Radiomics, a method of processing imaging data according to various mathematical algorithms has become a powerful diagnostic tool in recent years. The number of publications dealing with application of radiomics for diagnosis and prognosis determination in patients with central nervous system (CNS) diseases has increased rapidly in recent years. Radiomic analysis can increase the accuracy of imaging analysis by extracting data that cannot be detected by human observers5. Such algorithms hold promise for characterising the tumour type and behaviour of certain tumours. For meningioma, the main goals for radiomic analysis are determination of CNS WHO grade and identification of tumours with the potential for early recurrence. In the long term, the identification of aggressive tumours on preoperative MRI may assist the surgeon in adapting the resection strategy and further management, such as the application of adjuvant therapy or the frequency of follow-up imaging.

In this study, we aimed to develop a predictive model to determine CNS WHO grade and aggressive tumour behaviour in intracranial meningiomas based on radiomic and semantic features.

Methods

We performed a single-centre retrospective analysis of patients who underwent surgery for intracranial meningiomas at our department between 2007 and 2018. The inclusion criteria for the study were: histological confirmation of intracranial meningioma with CNS WHO grade 1 or 2 (WHO grade 3 meningiomas were excluded, as there were too few cases in the database), presence of histological reports, at least one postoperative follow-up ≥ 3 months after surgery to determine aggressive behaviour. Cases with incomplete tumour resection (Simpson IV–V) likewise were excluded from further analysis. For analysis of early relapse only patients who have developed a relapse within 5 years were included. Patients with fewer than 5 years follow up without a relapse were excluded from this comparison, as they might have developed a relapse after and fall into a different cohort.

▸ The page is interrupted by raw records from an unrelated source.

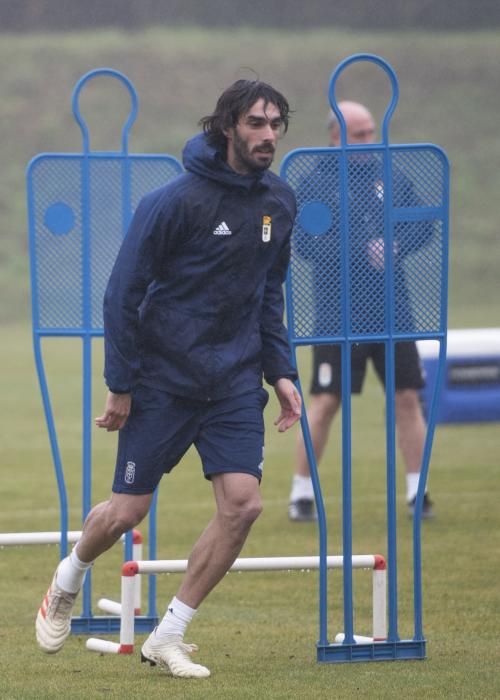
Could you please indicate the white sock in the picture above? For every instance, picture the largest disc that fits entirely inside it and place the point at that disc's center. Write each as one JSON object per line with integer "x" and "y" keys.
{"x": 301, "y": 488}
{"x": 412, "y": 479}
{"x": 175, "y": 620}
{"x": 71, "y": 573}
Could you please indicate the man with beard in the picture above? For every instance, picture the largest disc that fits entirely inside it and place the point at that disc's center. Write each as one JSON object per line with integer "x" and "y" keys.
{"x": 367, "y": 221}
{"x": 193, "y": 321}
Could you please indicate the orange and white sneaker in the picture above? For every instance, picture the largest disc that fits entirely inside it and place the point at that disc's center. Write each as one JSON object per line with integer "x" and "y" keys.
{"x": 173, "y": 657}
{"x": 53, "y": 622}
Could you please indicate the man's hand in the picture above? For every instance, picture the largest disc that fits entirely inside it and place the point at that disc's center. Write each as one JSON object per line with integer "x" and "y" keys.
{"x": 116, "y": 412}
{"x": 290, "y": 402}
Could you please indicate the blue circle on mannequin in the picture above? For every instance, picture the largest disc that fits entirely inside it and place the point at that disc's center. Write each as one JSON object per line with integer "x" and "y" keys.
{"x": 59, "y": 219}
{"x": 315, "y": 218}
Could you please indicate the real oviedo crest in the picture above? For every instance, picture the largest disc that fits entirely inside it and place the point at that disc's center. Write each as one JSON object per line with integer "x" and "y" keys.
{"x": 266, "y": 229}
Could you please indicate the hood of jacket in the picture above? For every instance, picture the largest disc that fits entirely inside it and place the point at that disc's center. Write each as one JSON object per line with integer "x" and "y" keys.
{"x": 201, "y": 158}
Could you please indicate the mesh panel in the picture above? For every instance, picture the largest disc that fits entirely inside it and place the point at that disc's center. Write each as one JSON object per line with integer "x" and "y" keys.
{"x": 349, "y": 217}
{"x": 70, "y": 272}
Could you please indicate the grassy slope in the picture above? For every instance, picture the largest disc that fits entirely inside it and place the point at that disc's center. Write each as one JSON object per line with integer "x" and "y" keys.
{"x": 448, "y": 96}
{"x": 257, "y": 632}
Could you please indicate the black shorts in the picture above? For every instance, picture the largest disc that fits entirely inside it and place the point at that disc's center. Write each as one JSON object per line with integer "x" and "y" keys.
{"x": 326, "y": 376}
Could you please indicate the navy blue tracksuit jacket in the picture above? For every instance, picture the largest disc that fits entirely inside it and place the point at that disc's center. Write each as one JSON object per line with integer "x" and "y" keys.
{"x": 194, "y": 304}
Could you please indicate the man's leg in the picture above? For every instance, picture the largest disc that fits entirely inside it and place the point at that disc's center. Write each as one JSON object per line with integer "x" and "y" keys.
{"x": 320, "y": 414}
{"x": 411, "y": 431}
{"x": 104, "y": 525}
{"x": 239, "y": 504}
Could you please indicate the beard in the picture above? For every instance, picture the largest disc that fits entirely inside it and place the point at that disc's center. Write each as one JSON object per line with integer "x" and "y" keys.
{"x": 255, "y": 161}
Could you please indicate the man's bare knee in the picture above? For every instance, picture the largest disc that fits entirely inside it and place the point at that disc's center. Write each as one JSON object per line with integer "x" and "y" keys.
{"x": 323, "y": 408}
{"x": 126, "y": 512}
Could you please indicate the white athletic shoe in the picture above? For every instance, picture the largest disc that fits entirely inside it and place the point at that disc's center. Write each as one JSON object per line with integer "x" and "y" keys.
{"x": 53, "y": 622}
{"x": 172, "y": 657}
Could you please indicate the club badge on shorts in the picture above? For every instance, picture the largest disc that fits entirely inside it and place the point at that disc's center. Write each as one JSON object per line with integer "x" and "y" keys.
{"x": 266, "y": 229}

In addition to standard histopathological work-up for meningioma (Haematoxylin and eosin (HE), reticulin stain, Ki67-immunohistochemistry), telomerase reverse transcriptase (TERT) promoter mutations were assessed if available. CNS WHO grade was obtained from the histopathology report and systematically analysed.

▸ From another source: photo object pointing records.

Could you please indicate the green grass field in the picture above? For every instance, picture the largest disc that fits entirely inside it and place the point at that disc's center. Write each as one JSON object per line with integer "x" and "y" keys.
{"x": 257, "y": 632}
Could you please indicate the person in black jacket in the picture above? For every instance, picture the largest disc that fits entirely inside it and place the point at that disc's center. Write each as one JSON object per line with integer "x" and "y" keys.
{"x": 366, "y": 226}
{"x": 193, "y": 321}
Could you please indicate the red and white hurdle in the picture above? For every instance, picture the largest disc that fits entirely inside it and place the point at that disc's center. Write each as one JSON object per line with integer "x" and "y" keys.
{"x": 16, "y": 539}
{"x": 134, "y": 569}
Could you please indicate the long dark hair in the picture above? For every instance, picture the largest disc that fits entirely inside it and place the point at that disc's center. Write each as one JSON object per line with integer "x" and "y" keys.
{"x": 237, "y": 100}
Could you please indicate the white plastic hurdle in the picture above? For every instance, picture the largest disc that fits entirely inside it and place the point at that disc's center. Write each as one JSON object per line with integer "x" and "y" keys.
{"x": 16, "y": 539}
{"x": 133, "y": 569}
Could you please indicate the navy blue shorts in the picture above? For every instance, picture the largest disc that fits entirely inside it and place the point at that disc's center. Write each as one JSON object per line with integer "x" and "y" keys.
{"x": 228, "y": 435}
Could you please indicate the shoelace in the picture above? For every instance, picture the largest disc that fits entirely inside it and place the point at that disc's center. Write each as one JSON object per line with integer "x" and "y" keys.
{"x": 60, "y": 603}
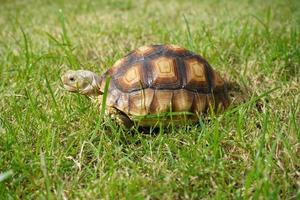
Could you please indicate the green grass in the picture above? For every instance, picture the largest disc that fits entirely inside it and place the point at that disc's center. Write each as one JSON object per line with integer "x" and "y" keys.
{"x": 54, "y": 145}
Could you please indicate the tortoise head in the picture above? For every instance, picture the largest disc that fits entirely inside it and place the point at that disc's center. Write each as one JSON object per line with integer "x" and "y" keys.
{"x": 82, "y": 82}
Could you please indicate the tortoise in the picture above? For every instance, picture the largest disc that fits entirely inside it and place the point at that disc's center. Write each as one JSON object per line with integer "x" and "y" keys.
{"x": 156, "y": 81}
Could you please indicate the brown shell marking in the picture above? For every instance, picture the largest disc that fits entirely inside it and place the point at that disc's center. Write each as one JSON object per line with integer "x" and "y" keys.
{"x": 218, "y": 82}
{"x": 182, "y": 100}
{"x": 140, "y": 101}
{"x": 133, "y": 78}
{"x": 164, "y": 71}
{"x": 162, "y": 101}
{"x": 199, "y": 103}
{"x": 195, "y": 73}
{"x": 164, "y": 78}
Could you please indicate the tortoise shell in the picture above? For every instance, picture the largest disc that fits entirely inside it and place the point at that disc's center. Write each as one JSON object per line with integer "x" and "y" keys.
{"x": 162, "y": 78}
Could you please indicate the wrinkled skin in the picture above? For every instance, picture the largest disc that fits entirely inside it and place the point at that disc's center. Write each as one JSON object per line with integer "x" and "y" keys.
{"x": 82, "y": 82}
{"x": 88, "y": 83}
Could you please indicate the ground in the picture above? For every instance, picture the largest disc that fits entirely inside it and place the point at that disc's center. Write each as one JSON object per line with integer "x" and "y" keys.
{"x": 56, "y": 145}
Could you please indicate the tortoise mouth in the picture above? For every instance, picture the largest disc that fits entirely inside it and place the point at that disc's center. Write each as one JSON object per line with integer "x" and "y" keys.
{"x": 71, "y": 88}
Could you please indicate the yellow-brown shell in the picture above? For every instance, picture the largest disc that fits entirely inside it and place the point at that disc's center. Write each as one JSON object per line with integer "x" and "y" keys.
{"x": 162, "y": 78}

Beside the histopathological analysis, conventional radiological analysis, a systematic feature score analysis and a radiomics analysis were performed and evaluated as depicted in the workflow chart in Fig. 1.

Fig. 1
figure 1

The systematic approach to imaging analysis in the study.

Conventional radiological analysis

Two board-certified neuroradiologists (5 and 7 years of experience, respectively) were asked to independently evaluate MRI scans regarding tumour aggressiveness and WHO grade while being blinded to the actual WHO grade and clinical course. Provided with contrast-enhanced (CE) T1 sequences only, they were asked to classify a meningioma to be aggressive or not. Aggressiveness here was defined as tumours with a propensity to develop a recurrence within 5 years. Furthermore, Neuroradiologists were asked to give a guess about the tumour to be more likely WHO grade 1 or 2.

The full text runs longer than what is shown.